Arugula pesto, olives, pickles
Enriched with lots of fresh and healthy ingredients, stuffed aubergines are the ideal dish. You can also vary this as you like by adjusting the filling and pesto to your own preferences.
garlic, thyme, salt
Spice mixture for the aubergine flesh:
1/2 tsp fennel seeds
1/2 tsp ground coriander
1 tsp paprika
1/2 tsp salt
Preheat the oven to 160 degrees. Halve the aubergines and cut them crosswise with a knife.
Season the aubergines with salt and olive oil. Wrap in aluminum foil along with the garlic and thyme and set aside for 30-40 minutes. Remove the flesh as soon as it is soft and mix it with the spices.

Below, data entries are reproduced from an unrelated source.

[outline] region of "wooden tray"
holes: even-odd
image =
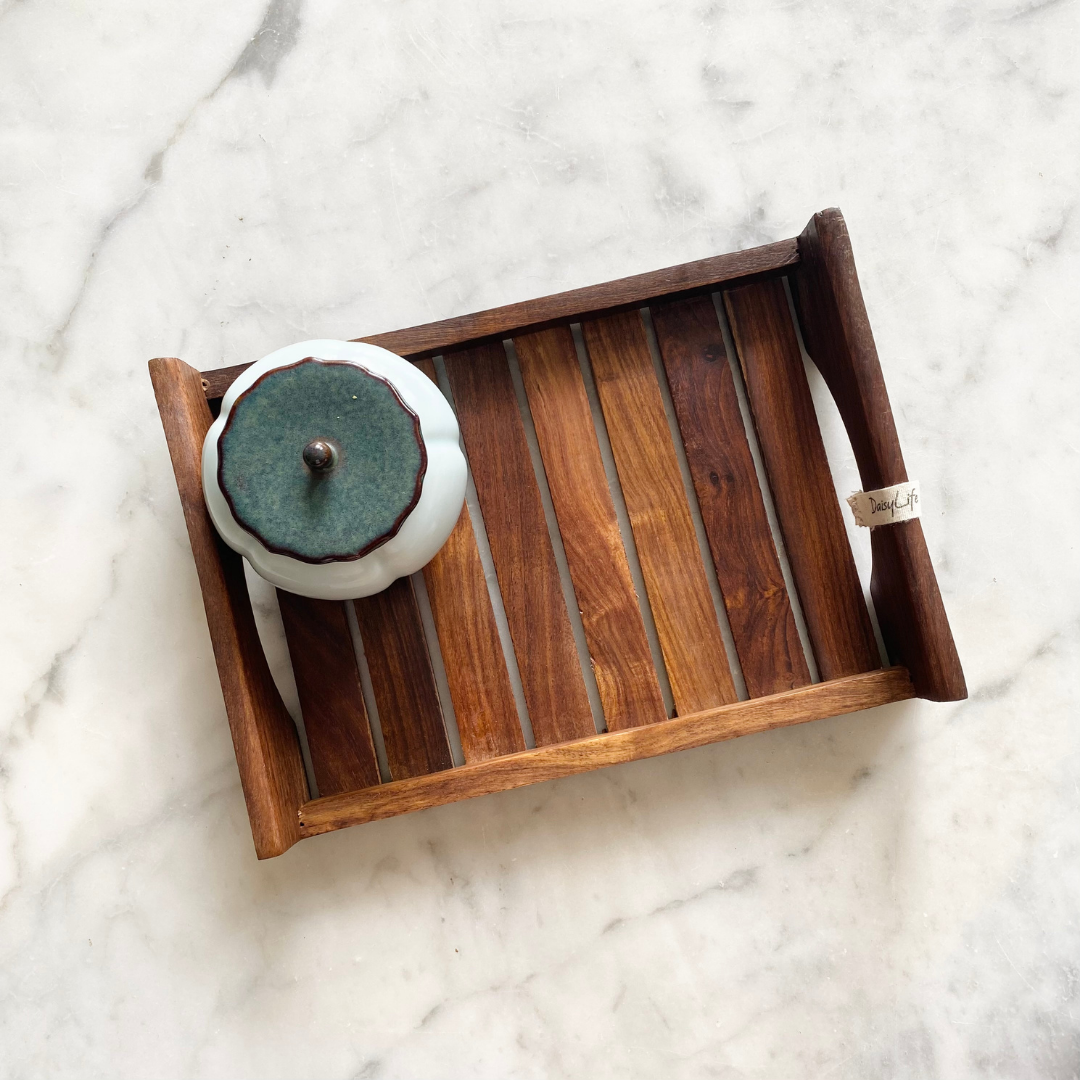
[[[203,437],[243,367],[200,373],[175,358],[150,361],[259,858],[347,825],[604,765],[913,696],[966,696],[918,520],[871,535],[871,592],[895,665],[882,667],[785,278],[806,349],[847,427],[864,489],[906,480],[838,210],[816,214],[797,239],[363,339],[408,357],[432,378],[432,358],[443,358],[498,589],[489,592],[466,508],[423,574],[449,702],[433,674],[413,583],[402,579],[355,602],[385,781],[345,605],[278,594],[318,798],[310,797],[297,730],[263,655],[242,561],[219,540],[203,504]],[[745,381],[794,598],[770,530],[717,304]],[[650,324],[666,388],[654,366]],[[587,366],[579,364],[576,326]],[[508,341],[527,409],[515,390]],[[590,370],[603,414],[598,426],[583,375]],[[665,414],[665,392],[681,440]],[[539,473],[527,423],[540,449]],[[601,456],[604,439],[618,473],[613,486]],[[545,521],[542,485],[557,536]],[[632,529],[629,555],[613,488]],[[722,593],[743,700],[695,510]],[[557,543],[591,661],[584,667]],[[644,607],[633,585],[637,566]],[[526,748],[493,596],[505,614],[535,748]],[[793,607],[801,610],[820,681],[811,680]],[[662,654],[659,675],[647,615]],[[586,679],[594,680],[593,700],[602,707],[602,734]],[[674,703],[670,718],[665,681]],[[464,757],[456,767],[446,729],[451,707]]]

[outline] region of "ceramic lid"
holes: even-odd
[[[412,364],[359,342],[303,342],[229,388],[203,488],[222,538],[260,575],[344,599],[434,556],[461,510],[465,461],[452,410]]]
[[[396,536],[426,471],[420,418],[393,384],[315,356],[245,390],[218,438],[233,516],[304,562],[358,559]]]

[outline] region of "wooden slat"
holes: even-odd
[[[609,731],[665,718],[570,328],[514,338]]]
[[[377,784],[371,740],[345,605],[278,589],[311,767],[321,796]]]
[[[814,683],[771,697],[739,701],[657,724],[526,750],[522,754],[464,765],[452,772],[383,784],[367,791],[316,799],[300,810],[304,836],[361,825],[366,821],[472,799],[495,791],[538,784],[575,773],[657,757],[675,750],[734,739],[772,728],[805,724],[826,716],[904,701],[915,696],[905,668],[894,667]]]
[[[794,266],[799,252],[794,240],[716,255],[697,262],[670,266],[647,274],[590,285],[584,289],[542,296],[536,300],[507,304],[505,307],[461,315],[453,319],[394,330],[360,338],[401,356],[430,356],[484,338],[505,338],[512,333],[538,330],[563,319],[578,318],[618,307],[643,304],[658,296],[715,288],[726,281],[767,274]],[[219,398],[247,364],[202,372],[203,388],[208,398]]]
[[[784,284],[732,289],[724,303],[821,677],[880,667]]]
[[[652,308],[675,415],[751,697],[810,682],[712,298]]]
[[[595,734],[506,352],[445,360],[536,743]]]
[[[795,296],[807,351],[847,428],[863,489],[908,479],[847,224],[815,214],[799,237]],[[920,697],[956,701],[967,684],[918,519],[871,530],[874,597],[889,655],[907,665]]]
[[[391,777],[449,769],[454,762],[412,581],[398,578],[353,604]]]
[[[268,859],[300,839],[296,811],[308,794],[300,740],[266,664],[243,559],[218,537],[203,500],[202,446],[211,417],[199,373],[162,357],[150,361],[150,378],[199,572],[251,835],[259,858]]]
[[[675,708],[736,698],[671,441],[645,326],[637,311],[582,324]]]
[[[435,381],[430,360],[419,361],[417,367]],[[462,507],[450,539],[424,567],[424,583],[465,760],[484,761],[524,750],[468,507]]]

Reserve the aubergine skins for the filling.
6 cherry tomatoes
2 g basil leaves
Salt, Allspice d’Espelette
Finely chop the shallot. Cut the zucchini into small cubes and the cherry tomatoes into pieces.
Lightly sauté the shallot in the olive oil. Once translucent, add the zucchini and sauté over high heat for 2-3 minutes. Add the cherry tomatoes. Cook on high heat for 1-2 minutes.
Deglaze with a little balsamic vinegar. Add the mixed aubergine mixture to bind the filling. Season with salt and piment d’Espelette and add the chopped basil.
Garnish the aubergines with the filling.
100 g arugula
30 grams of basil
40 grams of hazelnuts
10 g sun-dried tomatoes
80 ml olive oil
10g golden chlorella
Place the arugula, sun-dried tomatoes, and basil in a blender and blend. Drizzle with half of the oil. Add the whole hazelnuts. Blend again and add the last portion of the oil and Golden Chlorella. Taste and reserve for the dressing.
Finishing and dressing:
4 cherry tomatoes, cut into small pieces
5 black olives, cut into small pieces
Some arugula leaves
Cut onions into thin slices
Arrange the various elements on the stuffed aubergines. Put a dollop of pesto on the side of the eggplant.
If you want a more substantial dish, you can boil quinoa in boiling water for 5-6 minutes and cook over low heat. Mix the cooked quinoa with the filling and garnish the eggplant.